A team that does not measure reviewer load distributes it unfairly by accident. The standard metric: PRs reviewed per engineer per week.

Engineer profileHealthy review load
Senior IC3 to 6 PRs per week
Mid IC2 to 5 PRs per week
Junior IC1 to 3 PRs per week
Tech lead4 to 8 PRs per week
Engineering manager1 to 3 PRs per week

Above these numbers, the engineer is doing review instead of their actual work. Below them, they are not getting enough exposure to the rest of the codebase to maintain context.

If one engineer is consistently above 10 PRs per week reviewed, the rotation is broken. Fix the rotation; do not normalise the overload.

What about AI-assisted review?

AI review tools (Copilot Workspace, Cursor’s review features, dedicated tools like Greptile and Coderabbit) have improved meaningfully in 2025-2026. Useful applications:

  • Style and convention checks before human review
  • Obvious bug surfacing (null pointer risks, error handling gaps)
  • Test coverage gap identification
  • Security pattern matching (hardcoded secrets, SQL injection risks)

What AI review still does poorly:

  • Design judgement
  • Intent verification (“does this match what the issue asked for”)
  • Cross-system blast radius assessment
  • Anything that requires understanding the team’s history with the code

Treat AI review as a more powerful linter that runs before human review. Do not use it as a replacement for human judgement on the things humans are still better at.

What we install on engagements

For a team scaling past 10 engineers:

  1. Define the SLA in a written engineering policy.
  2. Implement reviewer rotation via CODEOWNERS plus a load-balancing action.
  3. Adopt the comment taxonomy in PR template and team handbook.
  4. Set up a review-load dashboard showing per-engineer weekly load.
  5. Quarterly review of the metrics: are the SLAs being met, is the load balanced, where is the system breaking.

The work is structural, not cultural. The teams that get this right ship code faster without burning out the senior engineers. The teams that ignore it find themselves in the situation we walked into: PRs stalled, seniors burnt out, juniors disengaged.

Code review is a coordination problem with engineering solutions. Solve the structural part; the cultural part takes care of itself.

Frequently asked

Questions teams ask

Should every PR have two reviewers?

No. One thoughtful review beats two perfunctory ones. Two reviewers are useful for high-blast-radius changes (auth, billing, data migrations); routine changes need one. Mandating two everywhere produces approval cascades where each reviewer assumes the other will catch issues.

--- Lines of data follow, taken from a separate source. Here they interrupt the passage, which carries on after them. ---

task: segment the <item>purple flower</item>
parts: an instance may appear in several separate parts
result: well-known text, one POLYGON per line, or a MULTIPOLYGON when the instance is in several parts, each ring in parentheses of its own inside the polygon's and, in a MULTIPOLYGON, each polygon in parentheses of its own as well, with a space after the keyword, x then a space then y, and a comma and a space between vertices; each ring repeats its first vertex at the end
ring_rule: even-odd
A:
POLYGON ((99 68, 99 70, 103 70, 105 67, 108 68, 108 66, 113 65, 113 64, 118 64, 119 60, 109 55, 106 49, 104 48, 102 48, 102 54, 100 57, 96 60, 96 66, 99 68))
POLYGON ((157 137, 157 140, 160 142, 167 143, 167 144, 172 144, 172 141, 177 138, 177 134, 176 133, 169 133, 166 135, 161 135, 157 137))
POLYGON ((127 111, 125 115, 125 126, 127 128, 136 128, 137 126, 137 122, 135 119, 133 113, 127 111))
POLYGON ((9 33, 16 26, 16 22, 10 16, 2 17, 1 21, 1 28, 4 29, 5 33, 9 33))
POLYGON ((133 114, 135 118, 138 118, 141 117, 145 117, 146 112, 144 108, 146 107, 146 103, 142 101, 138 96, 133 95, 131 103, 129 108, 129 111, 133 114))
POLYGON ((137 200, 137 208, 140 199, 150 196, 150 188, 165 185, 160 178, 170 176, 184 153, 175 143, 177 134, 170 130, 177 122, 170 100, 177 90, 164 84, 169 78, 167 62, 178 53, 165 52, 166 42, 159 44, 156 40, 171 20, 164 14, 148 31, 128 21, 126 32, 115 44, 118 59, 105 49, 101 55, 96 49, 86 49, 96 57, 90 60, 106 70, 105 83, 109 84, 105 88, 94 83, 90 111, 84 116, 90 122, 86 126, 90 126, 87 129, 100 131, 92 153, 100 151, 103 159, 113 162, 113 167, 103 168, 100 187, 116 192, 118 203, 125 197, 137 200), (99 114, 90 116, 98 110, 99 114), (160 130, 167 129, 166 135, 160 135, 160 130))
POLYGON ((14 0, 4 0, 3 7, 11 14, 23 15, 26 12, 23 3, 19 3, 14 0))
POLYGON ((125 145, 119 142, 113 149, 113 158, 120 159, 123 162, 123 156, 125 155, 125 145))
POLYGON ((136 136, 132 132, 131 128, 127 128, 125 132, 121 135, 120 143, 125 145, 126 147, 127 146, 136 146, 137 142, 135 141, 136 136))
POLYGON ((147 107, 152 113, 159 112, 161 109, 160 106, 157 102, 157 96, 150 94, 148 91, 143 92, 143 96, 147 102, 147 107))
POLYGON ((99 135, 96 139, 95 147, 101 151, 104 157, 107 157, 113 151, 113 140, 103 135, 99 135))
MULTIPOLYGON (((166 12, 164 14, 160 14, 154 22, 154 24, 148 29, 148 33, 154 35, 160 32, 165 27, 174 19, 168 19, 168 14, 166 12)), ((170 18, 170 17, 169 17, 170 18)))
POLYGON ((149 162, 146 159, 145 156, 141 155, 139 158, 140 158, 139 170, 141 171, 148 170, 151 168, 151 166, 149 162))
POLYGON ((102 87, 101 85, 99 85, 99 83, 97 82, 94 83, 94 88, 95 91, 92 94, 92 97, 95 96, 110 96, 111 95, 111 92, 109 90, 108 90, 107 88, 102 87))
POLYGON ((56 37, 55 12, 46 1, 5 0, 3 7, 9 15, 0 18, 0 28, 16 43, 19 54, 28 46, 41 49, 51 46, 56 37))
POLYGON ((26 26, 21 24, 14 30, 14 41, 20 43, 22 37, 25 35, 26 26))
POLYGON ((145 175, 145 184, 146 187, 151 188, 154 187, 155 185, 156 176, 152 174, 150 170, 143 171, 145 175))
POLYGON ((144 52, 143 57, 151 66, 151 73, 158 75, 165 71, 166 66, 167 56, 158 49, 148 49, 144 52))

What about AI-assisted code review?

Useful as a first pass for style, obvious bugs and convention violations. Not a replacement for human judgement on intent, design and risk. Treat AI review as the equivalent of a linter, not a senior engineer.

How do we handle a PR that needs a major rework?

Pause it, have a 30-minute conversation, decide whether to land a smaller piece first or scrap and restart. Long PRs with 40+ comments rarely converge; the synchronous conversation is faster than another comment cycle.